Die Creutzfeld-Jakob-Krankheit gehört zur Gruppe der Prion-Krankheiten. Prione sind deformierte Eiweißkörper, die sich im Körper nicht vollständig abbauen lassen und deren Reste vor allem die Funktion des Nervensystems stören. Welche Arten der Übertragung gibt es?

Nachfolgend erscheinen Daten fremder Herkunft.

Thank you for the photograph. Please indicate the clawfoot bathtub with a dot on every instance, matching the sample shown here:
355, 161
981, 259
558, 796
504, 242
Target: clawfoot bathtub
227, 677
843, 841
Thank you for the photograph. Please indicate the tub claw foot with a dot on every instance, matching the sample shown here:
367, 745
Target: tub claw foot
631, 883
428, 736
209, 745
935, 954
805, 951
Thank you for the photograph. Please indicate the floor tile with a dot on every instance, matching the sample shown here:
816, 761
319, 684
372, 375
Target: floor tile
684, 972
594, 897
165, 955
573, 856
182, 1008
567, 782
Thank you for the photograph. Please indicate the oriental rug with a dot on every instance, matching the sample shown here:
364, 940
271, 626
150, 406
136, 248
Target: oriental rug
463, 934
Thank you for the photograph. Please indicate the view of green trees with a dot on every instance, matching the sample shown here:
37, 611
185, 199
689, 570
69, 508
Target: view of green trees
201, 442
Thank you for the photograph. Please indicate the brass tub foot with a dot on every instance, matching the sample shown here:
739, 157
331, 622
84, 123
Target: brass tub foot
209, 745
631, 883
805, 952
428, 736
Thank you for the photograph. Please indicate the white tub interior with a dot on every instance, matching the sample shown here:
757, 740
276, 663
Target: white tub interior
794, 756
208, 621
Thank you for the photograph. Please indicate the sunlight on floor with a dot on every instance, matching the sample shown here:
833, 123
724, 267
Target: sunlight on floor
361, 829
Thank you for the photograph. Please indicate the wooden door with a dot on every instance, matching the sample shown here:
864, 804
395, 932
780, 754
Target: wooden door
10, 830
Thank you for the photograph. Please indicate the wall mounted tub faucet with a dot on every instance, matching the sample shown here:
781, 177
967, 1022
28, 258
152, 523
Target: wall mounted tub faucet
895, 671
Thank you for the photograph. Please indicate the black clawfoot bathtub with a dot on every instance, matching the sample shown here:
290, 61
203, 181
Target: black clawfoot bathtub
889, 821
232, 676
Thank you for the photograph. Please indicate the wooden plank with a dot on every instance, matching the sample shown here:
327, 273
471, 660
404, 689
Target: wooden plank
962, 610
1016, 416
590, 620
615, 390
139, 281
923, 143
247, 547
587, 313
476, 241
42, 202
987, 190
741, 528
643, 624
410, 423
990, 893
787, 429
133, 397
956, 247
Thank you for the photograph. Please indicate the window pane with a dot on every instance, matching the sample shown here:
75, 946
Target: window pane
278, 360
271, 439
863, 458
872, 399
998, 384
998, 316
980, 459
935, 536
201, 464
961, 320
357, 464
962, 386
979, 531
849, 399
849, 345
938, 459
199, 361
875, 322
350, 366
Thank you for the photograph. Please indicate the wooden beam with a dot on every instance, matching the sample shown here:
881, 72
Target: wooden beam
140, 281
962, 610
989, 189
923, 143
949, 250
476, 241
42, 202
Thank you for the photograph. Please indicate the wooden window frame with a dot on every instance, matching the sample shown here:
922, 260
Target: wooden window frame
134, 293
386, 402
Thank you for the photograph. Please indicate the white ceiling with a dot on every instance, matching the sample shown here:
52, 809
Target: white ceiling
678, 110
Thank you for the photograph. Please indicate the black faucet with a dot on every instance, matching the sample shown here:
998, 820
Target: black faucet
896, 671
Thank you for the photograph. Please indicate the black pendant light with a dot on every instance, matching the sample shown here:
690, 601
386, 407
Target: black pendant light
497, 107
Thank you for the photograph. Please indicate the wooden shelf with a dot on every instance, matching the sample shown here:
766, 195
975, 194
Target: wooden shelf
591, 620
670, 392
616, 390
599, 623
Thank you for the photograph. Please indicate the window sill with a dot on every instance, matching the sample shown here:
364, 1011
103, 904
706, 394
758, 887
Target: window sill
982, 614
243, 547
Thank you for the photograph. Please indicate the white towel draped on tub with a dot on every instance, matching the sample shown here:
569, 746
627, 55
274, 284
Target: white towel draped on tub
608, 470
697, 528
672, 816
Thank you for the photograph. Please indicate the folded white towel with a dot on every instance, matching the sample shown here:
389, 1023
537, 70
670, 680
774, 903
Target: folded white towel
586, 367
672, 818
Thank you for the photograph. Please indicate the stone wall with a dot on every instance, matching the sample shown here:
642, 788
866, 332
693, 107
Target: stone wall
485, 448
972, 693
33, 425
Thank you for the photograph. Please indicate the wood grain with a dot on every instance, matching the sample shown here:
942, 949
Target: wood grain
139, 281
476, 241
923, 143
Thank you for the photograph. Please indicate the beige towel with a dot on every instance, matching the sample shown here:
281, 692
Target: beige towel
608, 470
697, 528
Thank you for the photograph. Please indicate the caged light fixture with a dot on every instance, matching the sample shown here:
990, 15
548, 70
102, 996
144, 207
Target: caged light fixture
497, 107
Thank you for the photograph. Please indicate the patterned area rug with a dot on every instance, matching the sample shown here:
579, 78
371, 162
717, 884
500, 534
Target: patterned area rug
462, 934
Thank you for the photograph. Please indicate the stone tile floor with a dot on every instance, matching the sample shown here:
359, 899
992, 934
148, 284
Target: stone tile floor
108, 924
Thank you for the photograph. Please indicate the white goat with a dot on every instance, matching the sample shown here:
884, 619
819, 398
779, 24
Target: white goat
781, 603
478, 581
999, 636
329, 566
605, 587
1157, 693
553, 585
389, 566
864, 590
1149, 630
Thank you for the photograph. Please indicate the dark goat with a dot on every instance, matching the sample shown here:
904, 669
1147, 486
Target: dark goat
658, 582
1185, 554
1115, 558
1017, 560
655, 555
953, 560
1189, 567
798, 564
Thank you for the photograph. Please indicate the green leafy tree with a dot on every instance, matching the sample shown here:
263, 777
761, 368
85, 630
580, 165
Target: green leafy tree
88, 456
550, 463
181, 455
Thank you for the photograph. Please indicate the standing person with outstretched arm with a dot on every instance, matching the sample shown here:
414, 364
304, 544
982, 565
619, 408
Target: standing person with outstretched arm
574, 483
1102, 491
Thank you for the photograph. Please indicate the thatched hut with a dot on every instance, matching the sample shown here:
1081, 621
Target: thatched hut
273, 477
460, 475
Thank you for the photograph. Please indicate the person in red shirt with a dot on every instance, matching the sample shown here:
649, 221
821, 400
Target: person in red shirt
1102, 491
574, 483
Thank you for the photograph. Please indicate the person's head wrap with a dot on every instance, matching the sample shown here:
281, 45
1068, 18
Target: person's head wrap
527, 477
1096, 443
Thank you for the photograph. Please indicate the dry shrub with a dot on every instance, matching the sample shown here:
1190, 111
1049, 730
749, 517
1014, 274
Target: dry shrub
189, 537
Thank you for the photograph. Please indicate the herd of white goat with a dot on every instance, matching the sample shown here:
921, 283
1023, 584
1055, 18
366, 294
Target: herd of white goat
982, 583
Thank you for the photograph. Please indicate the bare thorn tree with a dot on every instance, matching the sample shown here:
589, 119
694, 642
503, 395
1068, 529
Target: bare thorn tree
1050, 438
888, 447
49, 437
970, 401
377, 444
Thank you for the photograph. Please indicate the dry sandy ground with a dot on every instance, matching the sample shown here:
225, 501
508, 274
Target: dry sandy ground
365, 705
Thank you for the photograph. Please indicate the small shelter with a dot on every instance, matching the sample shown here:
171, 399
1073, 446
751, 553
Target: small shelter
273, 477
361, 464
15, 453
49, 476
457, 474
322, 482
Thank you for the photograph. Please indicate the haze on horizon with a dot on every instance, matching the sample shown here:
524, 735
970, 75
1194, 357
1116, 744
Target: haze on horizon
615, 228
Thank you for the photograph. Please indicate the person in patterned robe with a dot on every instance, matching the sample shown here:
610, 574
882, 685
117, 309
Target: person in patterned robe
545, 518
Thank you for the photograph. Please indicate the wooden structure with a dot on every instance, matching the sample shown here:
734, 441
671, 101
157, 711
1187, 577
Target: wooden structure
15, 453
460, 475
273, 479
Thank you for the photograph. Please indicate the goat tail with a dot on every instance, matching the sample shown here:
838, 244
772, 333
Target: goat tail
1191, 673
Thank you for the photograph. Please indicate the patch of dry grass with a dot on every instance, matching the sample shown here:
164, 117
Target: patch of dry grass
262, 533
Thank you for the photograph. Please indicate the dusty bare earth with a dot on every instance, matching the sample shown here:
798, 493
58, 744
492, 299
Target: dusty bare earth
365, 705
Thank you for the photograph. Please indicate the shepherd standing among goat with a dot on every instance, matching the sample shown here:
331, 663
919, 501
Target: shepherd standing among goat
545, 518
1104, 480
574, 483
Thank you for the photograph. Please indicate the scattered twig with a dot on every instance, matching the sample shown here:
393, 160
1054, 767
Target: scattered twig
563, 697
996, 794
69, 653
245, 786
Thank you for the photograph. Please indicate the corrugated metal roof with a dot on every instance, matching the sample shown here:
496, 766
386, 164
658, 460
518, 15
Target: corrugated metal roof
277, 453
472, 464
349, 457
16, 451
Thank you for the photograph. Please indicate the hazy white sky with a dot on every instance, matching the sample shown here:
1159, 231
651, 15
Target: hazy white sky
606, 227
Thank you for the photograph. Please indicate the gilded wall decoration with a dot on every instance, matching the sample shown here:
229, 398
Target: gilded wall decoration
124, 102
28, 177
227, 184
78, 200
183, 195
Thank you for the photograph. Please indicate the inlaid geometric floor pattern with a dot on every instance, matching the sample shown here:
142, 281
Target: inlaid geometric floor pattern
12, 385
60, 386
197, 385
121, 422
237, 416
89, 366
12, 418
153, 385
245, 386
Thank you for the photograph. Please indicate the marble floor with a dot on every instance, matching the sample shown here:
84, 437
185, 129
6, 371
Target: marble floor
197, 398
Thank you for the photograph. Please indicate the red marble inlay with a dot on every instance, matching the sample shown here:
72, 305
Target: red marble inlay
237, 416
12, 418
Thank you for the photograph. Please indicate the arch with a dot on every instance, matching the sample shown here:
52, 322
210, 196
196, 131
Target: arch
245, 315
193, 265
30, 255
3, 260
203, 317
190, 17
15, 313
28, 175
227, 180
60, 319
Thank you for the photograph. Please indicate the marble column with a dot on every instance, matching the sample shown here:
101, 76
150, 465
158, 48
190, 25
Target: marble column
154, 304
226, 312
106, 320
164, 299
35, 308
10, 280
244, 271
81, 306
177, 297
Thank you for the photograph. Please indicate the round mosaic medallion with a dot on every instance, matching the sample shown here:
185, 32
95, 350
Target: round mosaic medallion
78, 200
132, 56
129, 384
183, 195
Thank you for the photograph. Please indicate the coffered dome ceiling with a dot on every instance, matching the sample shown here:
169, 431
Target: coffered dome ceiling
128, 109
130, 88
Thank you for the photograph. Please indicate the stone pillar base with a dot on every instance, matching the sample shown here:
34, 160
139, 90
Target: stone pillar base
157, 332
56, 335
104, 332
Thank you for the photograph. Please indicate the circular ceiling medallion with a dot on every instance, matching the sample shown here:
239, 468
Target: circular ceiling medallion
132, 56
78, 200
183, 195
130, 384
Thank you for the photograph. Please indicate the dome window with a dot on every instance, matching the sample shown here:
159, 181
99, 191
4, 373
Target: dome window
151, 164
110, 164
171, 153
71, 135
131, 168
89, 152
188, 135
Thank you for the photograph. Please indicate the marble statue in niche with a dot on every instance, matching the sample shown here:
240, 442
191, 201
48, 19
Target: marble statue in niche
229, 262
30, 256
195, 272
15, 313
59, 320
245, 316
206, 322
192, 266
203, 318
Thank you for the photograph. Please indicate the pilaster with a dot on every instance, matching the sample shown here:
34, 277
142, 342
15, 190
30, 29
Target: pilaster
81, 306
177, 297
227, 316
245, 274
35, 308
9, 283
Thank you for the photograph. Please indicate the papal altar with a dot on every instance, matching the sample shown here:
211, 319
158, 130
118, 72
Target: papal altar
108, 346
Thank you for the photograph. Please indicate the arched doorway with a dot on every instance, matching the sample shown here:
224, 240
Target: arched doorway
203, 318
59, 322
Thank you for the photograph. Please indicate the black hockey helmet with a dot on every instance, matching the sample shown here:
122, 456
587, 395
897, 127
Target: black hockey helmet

Zunächst gibt es die erbliche Form. Dabei handelt es sich um eine Mutation des Chromosom 20, das Eiweißkörper bildet, die eben diese falsche Form haben. Außerdem kann die Krankheit spontan auftreten. Die klassische Creutzfeld-Jakob-Krankheit wird zudem überall dann übertragen, wenn Gewebe eines Kranken in den Körper eines Gesunden gelangt. Das kann bei Operationen und Transplantationen geschehen. Dafür gibt es tragische Beispiele. Relativ häufig ist es bei der Transplantation von Augenhornhäuten passiert und auch Unfallopfer, die die sogenannte harte Hirnhaut von Erkrankten eingesetzt bekamen, infizierten sich mit Creutzfeld-Jakob. Außerdem traten relativ viele Infektionen bei kleinwüchsigen Kindern auf, die mit Hormonspritzen aus den Hirnanhangdrüsen von Erkrankten behandelt wurden. Bei diesen Kindern fiel es besonders auf, da sie in jungen Jahren, also mit etwa vier, dement wurden. Normalerweise tritt Creutzfeld-Jakob erst im Alter von etwa 60 Jahren auf.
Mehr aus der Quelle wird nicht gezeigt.